If I could give my 17-year-old self one piece of academic advice, it would be this: ask the teacher to help you understand. Come in before or after school and ask questions! It seems so obvious now, but at the time, that option never even occurred to me. Something within me felt embarrassed that I didn’t understand. And I simply didn’t see the student-teacher relationship in those terms. But asking for help would have made all the difference for me.
When it comes to talking with God, do you ever forget you can ask questions? Like…real questions? Do you ever feel like you shouldn’t have questions in the first place?
The prophet Jeremiah faced massive confusion. The world around him was falling apart. He was uncertain of his purpose. He felt betrayed by the people closest to him. Tough times were ahead. In Chapter 12, Jeremiah brings his confusion, his questions, even his complaints, directly to God. Take a look at the first three verses of this chapter. Jeremiah says…

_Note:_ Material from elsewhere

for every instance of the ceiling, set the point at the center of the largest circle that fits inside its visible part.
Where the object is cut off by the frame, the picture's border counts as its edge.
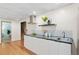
(18, 11)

You are always righteous, Lord,
when I bring a case before you.
Yet I would speak with you about your justice:
Why does the way of the wicked prosper?
Why do all the faithless live at ease?
You have planted them, and they have taken root;
they grow and bear fruit.
You are always on their lips
but far from their hearts.
Yet you know me, Lord;
you see me and test my thoughts about you.
I appreciate the earnesty with which Jeremiah addresses God. He’s saying, “Lord, I know you’re good, and that’s why I’m so bewildered at what’s going on. What I know about you and what I see around me don’t add up. Why do things work this way? Make sense of it for me. You know my thoughts. Make me understand.”
Sometimes I forget that my interaction with God is a dialogue. But Jeremiah shows us what it means to really, truly talk with God. He lays it all out there. He asks why. He says, I understand some things about you, but other things go right over my head.
A life of obeying God is not free of confusion. But Jeremiah reminds us that we can bring our confusion—even our confusion about God—directly to God. When we feel confused, we ask the Teacher to help us understand.